Arizona State University was made aware of threatening messages written online Sunday about its campus. The messages alluded to a potential attack on the ASU campus, and later made generalized threats toward an Arizona university without specifying the institution.
According to an ASU press release about the incident, police were able to track down where the unsubstantiated threat came from and determined it to be from a 12-year-old child in Canada. The press release stated that, had the threat been substantiated, the police would have released information with procedural instructions to ASU faculty and students.
While the threatening messages did mention an Arizona institution without naming a specific university, the UA did not receive a credible threat Monday, according to Chris Sigurdson, the vice president for Communications at the UA.
“Every university is going to make their own decision,” Sigurdson said. “We received the same information that [ASU] did, that there was a threat to a university in Arizona, and in consultation with the FBI and other law enforcement agencies, we did not discern a credible threat to the [UA].”
Unsubstantiated threats are nothing new to universities.
“President Hart has called these the bomb threats of the 20-teens, because it used to be that we had bomb threats back in the ’70s, where people would call them in to interrupt university business and to interfere with schools,” Sigurdson said. “Eventually, you would almost get them during midterms and finals from students who didn’t want to take an exam in the building.”
Sigurdson has attributed the motivation for these threats to a desire to cause disruption to the business of the university, or to a desire to see a reaction to a threat.
While the medium in which the threats are delivered has adapted to the technology of the time and is now usually over the Internet instead of over the phone, Sigurdson said that the results of the threat remain the same: disruption of university business regardless of the threat’s credibility. The UA has yet to receive a threat online that Sigurdson would deem credible.
According to Sgt. Fil Barrera, the public information officer for the University of Arizona Police Department, the department has an extensive, multi-level process for assessing the credibility of threats to the UA.
The threats can be traced by IP addresses to the service provider and from the provider to the computer terminal of the address.
Barrera said he thinks that this is what the ASU police department did to find out who was behind the threat it received.
Even when threats are not considered to be credible, Barrera said that UAPD investigates them with the utmost seriousness.
“We’re always going to err on the side of letting people know rather than not,” Barrera said.
Barrera especially emphasized the value of mass communication within the school for help in dangerous situations. He alluded to the 2002 shooting on the UA campus, before which no threats were posted online.
“The things we learned from that [were] to basically mass communicate—that’s why these things are in place now,” Barrera said. “The UA is way ahead of the game [now].”
Part of these efforts of mass communication include the UAlert system. The system sends out an alert if there is a threat on campus that people need to know about.
According to Sigurdson, there is also the UA Campus Emergency Response Team, which can send help if assistance is deemed necessary.
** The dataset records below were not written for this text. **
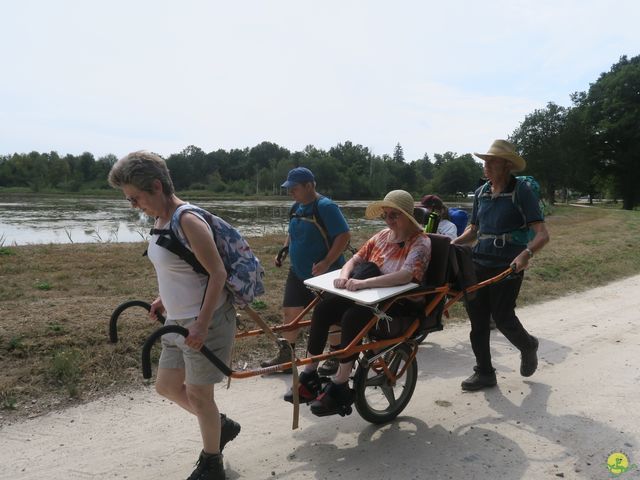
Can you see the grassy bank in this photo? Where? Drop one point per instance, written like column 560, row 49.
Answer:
column 56, row 300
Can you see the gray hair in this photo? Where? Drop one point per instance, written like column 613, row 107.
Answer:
column 140, row 169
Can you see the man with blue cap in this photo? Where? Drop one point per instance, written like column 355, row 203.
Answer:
column 317, row 237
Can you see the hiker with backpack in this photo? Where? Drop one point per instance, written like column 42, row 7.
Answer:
column 194, row 300
column 440, row 213
column 509, row 227
column 317, row 237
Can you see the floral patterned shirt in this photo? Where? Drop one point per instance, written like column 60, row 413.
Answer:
column 413, row 254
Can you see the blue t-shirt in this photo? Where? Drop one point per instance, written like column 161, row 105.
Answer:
column 495, row 216
column 306, row 244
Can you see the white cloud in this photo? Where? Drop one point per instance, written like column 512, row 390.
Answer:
column 118, row 76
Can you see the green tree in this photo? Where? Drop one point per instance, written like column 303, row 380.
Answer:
column 613, row 113
column 540, row 141
column 459, row 174
column 398, row 154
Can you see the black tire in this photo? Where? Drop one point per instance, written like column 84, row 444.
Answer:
column 376, row 398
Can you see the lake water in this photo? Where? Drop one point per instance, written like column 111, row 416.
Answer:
column 52, row 219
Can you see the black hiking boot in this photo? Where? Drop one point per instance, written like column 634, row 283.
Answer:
column 329, row 367
column 335, row 398
column 479, row 380
column 228, row 430
column 309, row 385
column 208, row 467
column 529, row 359
column 283, row 356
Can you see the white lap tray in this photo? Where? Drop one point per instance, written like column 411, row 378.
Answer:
column 369, row 296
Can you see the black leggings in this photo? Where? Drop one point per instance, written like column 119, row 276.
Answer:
column 335, row 310
column 497, row 301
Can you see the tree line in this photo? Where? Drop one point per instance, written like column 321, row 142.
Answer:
column 346, row 171
column 591, row 147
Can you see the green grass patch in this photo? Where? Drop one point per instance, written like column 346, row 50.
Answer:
column 66, row 370
column 43, row 286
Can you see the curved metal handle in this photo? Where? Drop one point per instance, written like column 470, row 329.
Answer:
column 113, row 322
column 146, row 350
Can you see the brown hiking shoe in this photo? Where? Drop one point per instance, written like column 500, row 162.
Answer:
column 208, row 467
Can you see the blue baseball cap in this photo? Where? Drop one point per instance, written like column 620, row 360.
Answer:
column 298, row 175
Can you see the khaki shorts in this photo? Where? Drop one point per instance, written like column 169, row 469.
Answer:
column 220, row 338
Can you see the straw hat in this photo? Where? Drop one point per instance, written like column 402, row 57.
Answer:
column 506, row 150
column 398, row 199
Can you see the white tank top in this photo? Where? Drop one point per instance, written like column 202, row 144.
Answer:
column 181, row 289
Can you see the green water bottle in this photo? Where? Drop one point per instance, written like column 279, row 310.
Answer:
column 432, row 223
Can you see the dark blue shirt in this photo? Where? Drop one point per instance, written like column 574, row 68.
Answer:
column 306, row 244
column 501, row 215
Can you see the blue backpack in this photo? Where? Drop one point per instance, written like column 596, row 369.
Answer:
column 459, row 218
column 244, row 272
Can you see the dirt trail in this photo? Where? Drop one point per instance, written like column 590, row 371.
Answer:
column 564, row 422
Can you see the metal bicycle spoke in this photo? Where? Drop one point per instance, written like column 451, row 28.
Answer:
column 380, row 396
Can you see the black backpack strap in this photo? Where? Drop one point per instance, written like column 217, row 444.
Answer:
column 168, row 239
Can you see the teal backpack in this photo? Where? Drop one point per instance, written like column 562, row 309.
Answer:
column 524, row 234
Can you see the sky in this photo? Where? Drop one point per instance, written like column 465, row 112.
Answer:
column 122, row 75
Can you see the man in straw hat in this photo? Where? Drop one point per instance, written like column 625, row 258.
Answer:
column 499, row 209
column 398, row 254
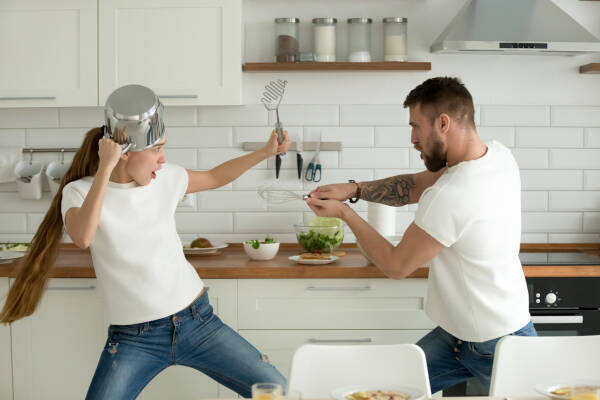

While there is no official position at the university exclusively dedicated to monitoring the Internet for threats, Barrera said that there are federal and state agencies that do monitor the Internet and inform the university when they find threatening material.
Sigurdson said that sometimes people outside of the police and other agencies inform the university about the threats they’ve seen online. This falls along the lines of the kind of reporting to the authorities that Sigurdson appreciates, he said.
“We would much rather people on campus tell us if they see something suspicious and let us check it out than be unsure or unconfident about whether or not they should say anything,” Sigurdson said. “Nobody gets in trouble for a report in good faith.”